По дороге в университет Самопалов остановился у ювелирного магазина. Вышел он оттуда еще более задумчивым – плитка действительно оказалась золотой. Версия с форточкой, и до того весьма и весьма неубедительная, представлялась теперь психиатру и вовсе абсурдной: ну кому это придет в голову разбрасываться золотыми изделиями? Уж, конечно, не медперсоналу. Кому-то из больных, пребывающих в помраченном состоянии сознания? Но где, опять же, этот кто-то мог взять плитку?

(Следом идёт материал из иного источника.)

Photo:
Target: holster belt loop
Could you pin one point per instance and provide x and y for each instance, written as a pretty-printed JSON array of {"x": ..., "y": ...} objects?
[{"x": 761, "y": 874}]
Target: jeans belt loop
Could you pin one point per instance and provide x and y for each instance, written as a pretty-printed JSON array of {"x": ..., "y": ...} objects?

Выкопал в больничном дворе, что ли?

И только услышав сзади нетерпеливые автомобильные гудки, доктор понял, что его «жигуль» стоит на перекрестке, а светофор вовсю истекает зеленым светом.

Исторический факультет находился в старом корпусе университета, в просторном дворе, похожем на лес обилием ветвистых тополей, дубов и лип. Поднявшись на второй этаж, Самопалов прошел длинным коридором и отыскал нужную дверь.

Кабинет заведующего кафедрой был невелик и почти весь заставлен книжными шкафами. Хозяин кабинета – этакий интеллигентного вида Гаргантюа – сидел у окна, глыбой нависая над столом, и что-то писал. После обмена приветствиями Виктор Павлович решил сразу приступить к делу: время он ценил – и свое, и чужое. Достав из кармана плитку, он положил ее на стол перед Тарасенко и пояснил:

– Один из моих пациентов утверждает, что тут изображен некий сирруш – вавилонский дракон. Мифологический, как я понимаю, персонаж. Он говорит, что такими плитками были выложены врата богини Иштар в Вавилоне. О Вавилоне я слышал, о богине Иштар тоже, а вот о таком звере… Гляньте, Василий Николаевич.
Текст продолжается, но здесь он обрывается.